During the play telegram after telegram is delivered to the emperor, who does not open any of them, but continues to applaud the actors as if he does not have a care in the world. Everybody else is anxious and horribly ill at ease – many cannot help glancing at the windows that look on to the Place du Carrousel over which an infuriated mob is swarming. Waldteufel’s orchestra is playing its most enchanting waltzes and five or six couples have ventured on to the dance floor – tonight, waltzing is an act of loyalty to the Empire. When the music stops we can hear the yells of the mob outside as they are charged by the police. There are many empty tables. Staying to supper is a sign of real courage.

Filon added, ‘Every evening was more or less like this, over a period of many weeks. And all the time one could not help thinking of the scenes that had taken place in this same palace eighty years before, of another sovereign who had suffered the same agony of mind.’ Eugénie’s courtiers were remembering how the Swiss Guard had been massacred during the storming of the Tuileries in 1792, and what had happened to Marie-Antoinette.

The most violent of the riots occurred on the four evenings of 7–11 June, when it was not only the Tuileries that was under threat. Despite the detachments of cavalry that were patrolling the streets, many shops and houses in the more affluent areas of Paris had their windows broken, and well-dressed people were molested and robbed. Foreigners began to leave the city in droves. Just as Napoleon had foreseen, many of those Frenchmen who had voted against his government in the election now began to see him as France’s only hope.

On the afternoon of 12 June, accompanied by Eugénie, the emperor deliberately drove from Saint-Cloud into Paris in an open landau, with no escort other than a single outrider. They went down the rue de Rivoli and the boulevard de Sevastopol towards the great boulevards which, as they knew, were packed with demonstrators – they might easily have been driving to their deaths. The crowd in the boulevards was so dense that the landau was forced to a snail’s pace and at times had to stop altogether. When the couple were recognised by the mob, instead of lynching them on the spot it saluted their courage by giving cheer after cheer for the emperor and empress.

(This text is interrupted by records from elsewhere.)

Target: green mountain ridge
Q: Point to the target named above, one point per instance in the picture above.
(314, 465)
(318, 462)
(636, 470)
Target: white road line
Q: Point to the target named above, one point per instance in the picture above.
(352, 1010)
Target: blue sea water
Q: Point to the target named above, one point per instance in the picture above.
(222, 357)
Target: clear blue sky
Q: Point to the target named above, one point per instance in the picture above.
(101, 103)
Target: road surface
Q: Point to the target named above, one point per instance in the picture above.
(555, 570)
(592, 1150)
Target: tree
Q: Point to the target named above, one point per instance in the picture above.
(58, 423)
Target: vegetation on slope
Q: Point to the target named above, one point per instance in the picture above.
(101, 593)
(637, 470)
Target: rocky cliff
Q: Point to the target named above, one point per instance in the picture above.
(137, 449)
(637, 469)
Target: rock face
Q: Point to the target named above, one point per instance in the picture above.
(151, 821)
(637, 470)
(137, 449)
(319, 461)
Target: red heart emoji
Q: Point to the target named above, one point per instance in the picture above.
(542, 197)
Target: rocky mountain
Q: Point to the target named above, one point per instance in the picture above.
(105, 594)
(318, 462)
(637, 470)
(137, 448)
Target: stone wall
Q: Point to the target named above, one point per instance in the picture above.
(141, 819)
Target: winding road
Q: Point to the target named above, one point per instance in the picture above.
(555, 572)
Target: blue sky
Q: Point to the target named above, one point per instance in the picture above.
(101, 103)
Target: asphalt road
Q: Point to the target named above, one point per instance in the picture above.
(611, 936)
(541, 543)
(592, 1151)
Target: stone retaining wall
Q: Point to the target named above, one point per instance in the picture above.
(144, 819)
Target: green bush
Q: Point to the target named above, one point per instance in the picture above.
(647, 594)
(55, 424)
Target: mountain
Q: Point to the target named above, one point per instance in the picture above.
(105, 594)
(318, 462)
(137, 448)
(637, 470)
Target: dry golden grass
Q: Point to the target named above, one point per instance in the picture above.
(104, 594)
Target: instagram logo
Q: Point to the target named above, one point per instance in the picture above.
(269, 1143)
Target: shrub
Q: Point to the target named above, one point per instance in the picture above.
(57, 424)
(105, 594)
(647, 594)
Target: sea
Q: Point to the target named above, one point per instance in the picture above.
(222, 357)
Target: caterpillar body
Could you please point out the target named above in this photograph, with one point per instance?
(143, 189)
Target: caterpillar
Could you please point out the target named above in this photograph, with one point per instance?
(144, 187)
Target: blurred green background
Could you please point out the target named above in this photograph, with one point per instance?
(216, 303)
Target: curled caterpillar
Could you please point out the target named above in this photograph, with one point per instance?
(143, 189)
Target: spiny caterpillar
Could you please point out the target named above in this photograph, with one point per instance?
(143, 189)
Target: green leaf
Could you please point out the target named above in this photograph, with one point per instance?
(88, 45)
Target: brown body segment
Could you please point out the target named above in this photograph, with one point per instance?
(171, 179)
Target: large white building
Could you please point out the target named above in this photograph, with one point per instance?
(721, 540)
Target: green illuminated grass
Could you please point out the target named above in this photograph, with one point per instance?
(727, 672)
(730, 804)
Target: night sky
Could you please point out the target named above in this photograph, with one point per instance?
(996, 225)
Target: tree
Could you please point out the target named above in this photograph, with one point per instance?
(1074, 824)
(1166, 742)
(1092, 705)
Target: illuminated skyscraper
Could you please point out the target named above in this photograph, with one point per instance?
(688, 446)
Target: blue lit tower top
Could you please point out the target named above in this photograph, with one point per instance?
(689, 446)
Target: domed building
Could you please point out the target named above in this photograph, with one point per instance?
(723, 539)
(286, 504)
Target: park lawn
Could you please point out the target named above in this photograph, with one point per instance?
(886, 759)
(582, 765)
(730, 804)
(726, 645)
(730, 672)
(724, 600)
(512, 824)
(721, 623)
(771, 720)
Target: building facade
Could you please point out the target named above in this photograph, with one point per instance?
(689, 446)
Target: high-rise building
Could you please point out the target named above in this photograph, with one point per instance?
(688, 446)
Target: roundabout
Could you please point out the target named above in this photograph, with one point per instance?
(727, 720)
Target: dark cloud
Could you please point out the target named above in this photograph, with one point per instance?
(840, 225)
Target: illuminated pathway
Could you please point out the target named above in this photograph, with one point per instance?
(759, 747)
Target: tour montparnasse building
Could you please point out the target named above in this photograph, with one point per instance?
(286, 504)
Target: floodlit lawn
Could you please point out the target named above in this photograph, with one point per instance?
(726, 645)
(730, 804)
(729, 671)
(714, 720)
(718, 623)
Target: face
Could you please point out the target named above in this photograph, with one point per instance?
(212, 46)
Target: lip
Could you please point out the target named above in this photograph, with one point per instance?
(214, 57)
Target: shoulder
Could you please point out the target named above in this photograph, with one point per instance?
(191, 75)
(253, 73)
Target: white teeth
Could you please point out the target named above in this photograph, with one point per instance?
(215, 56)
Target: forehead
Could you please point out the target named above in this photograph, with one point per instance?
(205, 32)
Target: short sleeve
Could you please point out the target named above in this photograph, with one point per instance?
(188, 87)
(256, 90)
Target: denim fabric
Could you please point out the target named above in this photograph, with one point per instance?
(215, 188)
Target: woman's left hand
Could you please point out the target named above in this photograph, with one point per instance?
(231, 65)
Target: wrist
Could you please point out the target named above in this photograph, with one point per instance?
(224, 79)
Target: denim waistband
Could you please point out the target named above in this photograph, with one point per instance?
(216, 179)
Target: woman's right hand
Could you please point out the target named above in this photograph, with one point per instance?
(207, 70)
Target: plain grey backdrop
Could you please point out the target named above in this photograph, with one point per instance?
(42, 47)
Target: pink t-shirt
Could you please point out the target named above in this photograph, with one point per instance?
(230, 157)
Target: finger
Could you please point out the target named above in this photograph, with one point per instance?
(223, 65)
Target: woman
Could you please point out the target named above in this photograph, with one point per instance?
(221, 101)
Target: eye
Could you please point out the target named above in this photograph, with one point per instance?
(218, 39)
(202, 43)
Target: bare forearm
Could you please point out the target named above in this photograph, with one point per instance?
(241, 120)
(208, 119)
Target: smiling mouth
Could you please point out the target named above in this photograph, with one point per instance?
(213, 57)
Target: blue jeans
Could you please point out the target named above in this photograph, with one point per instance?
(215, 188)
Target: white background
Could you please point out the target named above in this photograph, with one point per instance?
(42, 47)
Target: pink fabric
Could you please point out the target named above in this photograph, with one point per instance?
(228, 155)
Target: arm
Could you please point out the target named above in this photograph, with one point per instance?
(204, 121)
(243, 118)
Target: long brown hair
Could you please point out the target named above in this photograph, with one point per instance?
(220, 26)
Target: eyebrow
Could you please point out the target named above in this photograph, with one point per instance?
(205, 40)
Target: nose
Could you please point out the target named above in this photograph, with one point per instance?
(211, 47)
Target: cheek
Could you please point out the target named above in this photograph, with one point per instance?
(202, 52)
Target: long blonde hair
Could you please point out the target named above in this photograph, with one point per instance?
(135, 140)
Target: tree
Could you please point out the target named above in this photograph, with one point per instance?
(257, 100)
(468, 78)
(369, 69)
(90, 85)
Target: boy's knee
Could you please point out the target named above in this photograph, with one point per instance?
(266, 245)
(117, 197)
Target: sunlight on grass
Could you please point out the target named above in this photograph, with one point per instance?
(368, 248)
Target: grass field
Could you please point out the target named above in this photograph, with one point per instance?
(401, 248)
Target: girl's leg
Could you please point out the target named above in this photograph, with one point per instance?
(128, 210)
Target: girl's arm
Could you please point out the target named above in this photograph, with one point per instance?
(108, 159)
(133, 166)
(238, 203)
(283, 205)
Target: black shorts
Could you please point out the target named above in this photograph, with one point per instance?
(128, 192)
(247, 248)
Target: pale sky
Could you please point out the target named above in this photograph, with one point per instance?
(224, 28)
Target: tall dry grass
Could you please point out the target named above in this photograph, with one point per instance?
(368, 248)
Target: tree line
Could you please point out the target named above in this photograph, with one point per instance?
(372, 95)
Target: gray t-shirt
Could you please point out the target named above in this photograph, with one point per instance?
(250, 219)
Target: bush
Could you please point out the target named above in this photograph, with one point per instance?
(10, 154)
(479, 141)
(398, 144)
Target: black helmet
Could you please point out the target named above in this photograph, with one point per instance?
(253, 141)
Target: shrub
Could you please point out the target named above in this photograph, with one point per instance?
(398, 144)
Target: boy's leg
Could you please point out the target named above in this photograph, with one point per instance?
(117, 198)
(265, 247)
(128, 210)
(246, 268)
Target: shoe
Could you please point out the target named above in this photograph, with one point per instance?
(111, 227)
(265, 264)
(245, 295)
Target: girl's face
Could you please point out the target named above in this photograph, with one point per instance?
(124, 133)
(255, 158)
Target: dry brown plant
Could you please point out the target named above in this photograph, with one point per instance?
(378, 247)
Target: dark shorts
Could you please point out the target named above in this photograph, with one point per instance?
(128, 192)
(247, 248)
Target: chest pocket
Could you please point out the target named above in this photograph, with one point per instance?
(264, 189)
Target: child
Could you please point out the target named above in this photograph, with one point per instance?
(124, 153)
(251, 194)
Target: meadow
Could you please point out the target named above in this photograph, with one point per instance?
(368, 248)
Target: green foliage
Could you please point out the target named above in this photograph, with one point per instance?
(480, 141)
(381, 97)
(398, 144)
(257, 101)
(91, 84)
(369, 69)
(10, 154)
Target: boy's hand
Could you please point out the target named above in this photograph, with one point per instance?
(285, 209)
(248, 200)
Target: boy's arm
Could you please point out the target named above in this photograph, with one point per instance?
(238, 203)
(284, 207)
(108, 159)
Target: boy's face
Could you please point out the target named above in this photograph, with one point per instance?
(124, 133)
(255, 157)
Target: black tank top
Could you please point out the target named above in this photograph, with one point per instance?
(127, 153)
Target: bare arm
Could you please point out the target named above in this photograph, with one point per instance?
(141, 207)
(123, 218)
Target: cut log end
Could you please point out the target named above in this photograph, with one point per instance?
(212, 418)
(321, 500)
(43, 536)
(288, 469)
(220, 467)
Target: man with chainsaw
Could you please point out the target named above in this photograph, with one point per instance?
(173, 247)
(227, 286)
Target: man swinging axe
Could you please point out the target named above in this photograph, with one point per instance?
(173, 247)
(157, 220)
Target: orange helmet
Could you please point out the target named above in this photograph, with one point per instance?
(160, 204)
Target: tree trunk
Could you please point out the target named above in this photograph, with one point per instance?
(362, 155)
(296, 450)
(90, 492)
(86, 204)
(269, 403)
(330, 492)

The rioting started to die down. For the moment it looked as if Napoleon had at last succeeded in re-establishing his authority. Troops ceased to patrol the Paris streets. ‘After the quiet of the last two or three evenings, we may fairly conclude that the election riots of 1869 are over’, Whitehurst reported on 14 June. However, he warned his readers that the ‘affair … is only adjourned till the day when the Chamber is to open’. A fortnight later he wrote, ‘The empress presided over a Cabinet Council yesterday. Nobody works harder than the empress, nobody has read much more, and nobody perhaps is now so interested in the politics of France.’

Then in August the emperor suddenly became alarmingly ill from his bladder complaint, so ill that he suffered attacks of delirium. Once again, the bourgeoisie lived in fear of revolution and, when there were rumours at the end of the month that he was dying, the bourse fell dramatically. Nobody believed the bland official statements that he was in no danger or that he was merely indisposed by a bout of rheumatism. He made a speedy recovery at the beginning of September, however, making very carefully judged public appearances.

The ‘Sphinx of the Tuileries’ decided that it was time to play his last hand. Aware that Eugénie would disapprove, he sent her out of France, as far away as possible.